The DRV Politburo clung fanatically to their belief that eventually the U.S. Congress would not permit the U.S. military to continue winning strategically meaningless tactical battles at an increasingly unsustainable political cost. They gambled that the key to a long-term attrition victory over the superior U.S. military forces was simply surviving to buy time. They knew they could never defeat the U.S. military’s capacity to continue the war, but believed they could eventually defeat the U.S. government’s political will to do so, and they were right. The North Vietnamese Politburo won their American War strategically in America by political default, not tactically in Vietnam by combat victories over conventional U.S. forces.
The Politburo correctly identified and effectively exploited the critical U.S. strategic vulnerability. It was the inevitable rejection by the Congress of an undeclared, ambiguously defined, indefinitely prolonged, and increasingly costly war that was stigmatized by the mainstream media after 1967 as an unnecessary and unwinnable misadventure of questionable morality and doubtful national security value.

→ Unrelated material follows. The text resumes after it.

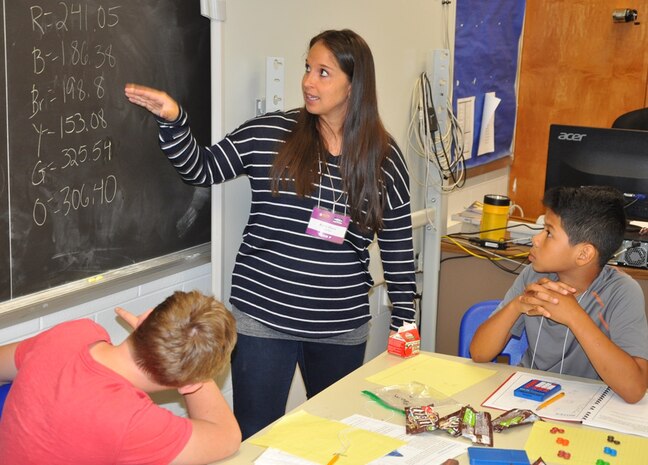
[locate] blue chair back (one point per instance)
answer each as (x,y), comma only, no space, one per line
(4,390)
(475,316)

The North Vietnamese Army did not have to win any big tactical battles against U.S. forces, because they had six critical strategic advantages: 1) a constant supply of Soviet and Chinese war material, 2) politically protected ports in North Vietnam, 3) politically protected routes and base areas in Laos and Cambodia, 4) no fear of a U.S. strategic expansion of the war after 1968, 5) no domestic opposition in their Stalinist police state, and 6) a callous willingness to continue incurring huge casualties with increasingly younger troops for no military gain. With those six advantages they dared to gamble that their ability to prolong the war militarily, regardless of the human and economic costs, was greater than the U.S. Presidents’ ability to prolong it politically.
They were willing to continue losing battles tactically at a cost that would have been unsustainable, if they had been forced to fight them at times and places controlled by the U.S. forces. The NVA could outlast the U.S. forces only because they did not have to fight simultaneously in Laos, Cambodia, and North Vietnam. They could always retreat to their political sanctuaries in those countries to resupply their combat units with more Soviet weapons and more expendable young NVA troops, while preparing to fight and retreat again, whenever they were ready.

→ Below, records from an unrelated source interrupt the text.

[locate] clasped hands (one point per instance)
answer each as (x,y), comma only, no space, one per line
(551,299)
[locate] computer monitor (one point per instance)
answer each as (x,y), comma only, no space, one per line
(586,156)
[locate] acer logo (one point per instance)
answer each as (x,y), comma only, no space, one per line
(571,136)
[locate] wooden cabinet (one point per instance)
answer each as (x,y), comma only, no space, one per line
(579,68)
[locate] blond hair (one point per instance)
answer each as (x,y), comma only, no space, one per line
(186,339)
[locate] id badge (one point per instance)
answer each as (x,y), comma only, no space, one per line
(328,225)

For seven years from 1965 to 1973 U.S. combat forces took every major position they were ordered to take in South Vietnam, defended every major position they were ordered to defend in South Vietnam, won all the big battles, and killed more than ten times as many NVA and VC troops as they lost. They did not fight a seven-year strategic war to prevent DRV hegemony in SE Asia, however. By the time Nixon was in charge of U.S. forces in the war in 1969, it was too late to implement a new grand strategy to permanently protect the RVN from future DRV aggression.
Because of Johnson's pathological ego and strategic incompetence as the U.S. Commander-In-Chief for four years, the U.S. military fought a one-year tactical war for South Vietnam seven times, won it tactically every year for seven years, lost more than 58,000 troops, and were withdrawn by a leftist Congressional majority that abandoned South Vietnam and permitted the NVA conquest of it two years later.
This is a "stump" essay which will be revisited when time permits.